- Svinica Location in Croatia
- Coordinates: 45°18′21″N 16°29′38″E﻿ / ﻿45.3057655000°N 16.4940025600°E
- Country: Croatia
- County: Sisak-Moslavina
- Municipality: Majur

Area
- • Total: 21.9 km^{2} (8.5 sq mi)

Population (2021)
- • Total: 63
- • Density: 2.9/km^{2} (7.5/sq mi)
- Time zone: UTC+1 (Central European Time)

= Svinica, Croatia =

Svinica is a village in central Croatia located about 7 km north of Hrvatska Kostajnica.

==History==

The exact date of the first settlement is unknown, but during the 15th and 16th century, documents show the existence of a fort built as a protection against the invading Turks.
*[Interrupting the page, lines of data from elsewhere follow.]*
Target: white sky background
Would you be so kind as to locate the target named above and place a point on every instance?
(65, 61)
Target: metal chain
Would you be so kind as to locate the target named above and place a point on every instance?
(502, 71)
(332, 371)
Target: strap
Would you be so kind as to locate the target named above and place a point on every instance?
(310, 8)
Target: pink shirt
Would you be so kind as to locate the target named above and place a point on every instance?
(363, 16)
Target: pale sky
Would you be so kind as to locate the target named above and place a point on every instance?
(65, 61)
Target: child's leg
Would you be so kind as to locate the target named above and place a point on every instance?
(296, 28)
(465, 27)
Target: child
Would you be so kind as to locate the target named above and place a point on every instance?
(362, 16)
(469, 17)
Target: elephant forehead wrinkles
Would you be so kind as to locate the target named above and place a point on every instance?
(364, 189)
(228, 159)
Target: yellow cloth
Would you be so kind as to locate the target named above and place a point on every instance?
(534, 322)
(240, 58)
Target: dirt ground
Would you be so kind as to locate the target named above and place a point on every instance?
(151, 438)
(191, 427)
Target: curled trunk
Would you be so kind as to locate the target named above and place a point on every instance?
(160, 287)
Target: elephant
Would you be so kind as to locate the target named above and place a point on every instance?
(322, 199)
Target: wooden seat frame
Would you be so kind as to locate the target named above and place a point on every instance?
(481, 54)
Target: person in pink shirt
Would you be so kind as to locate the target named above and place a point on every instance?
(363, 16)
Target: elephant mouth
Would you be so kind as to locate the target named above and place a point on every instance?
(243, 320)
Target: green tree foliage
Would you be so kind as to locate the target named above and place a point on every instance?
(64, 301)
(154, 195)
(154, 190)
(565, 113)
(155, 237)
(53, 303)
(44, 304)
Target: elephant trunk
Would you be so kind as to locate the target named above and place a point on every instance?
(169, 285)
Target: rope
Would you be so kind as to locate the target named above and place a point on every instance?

After the war in Croatia (1991-1995), many residents fled the village to find refuge in safer areas.

==Geography==
The village sits along Svinica Creek that starts from the spring in the upper part of the village. On the way, downstream creek powers about dozen watermills that were used to ground crops such as corn and wheat. The village is positioned in the area next to the old Roman roads, but there is no existing proof of settlement being there during this period.

There are two Serbian Orthodox Churches in the village; Serbian Orthodox Church of St. Jovan and Serbian Orthodox Church of St. Petka.

==Economy==
The chief occupations are farming, forestry, and hunting which gives the people of village their livelihood.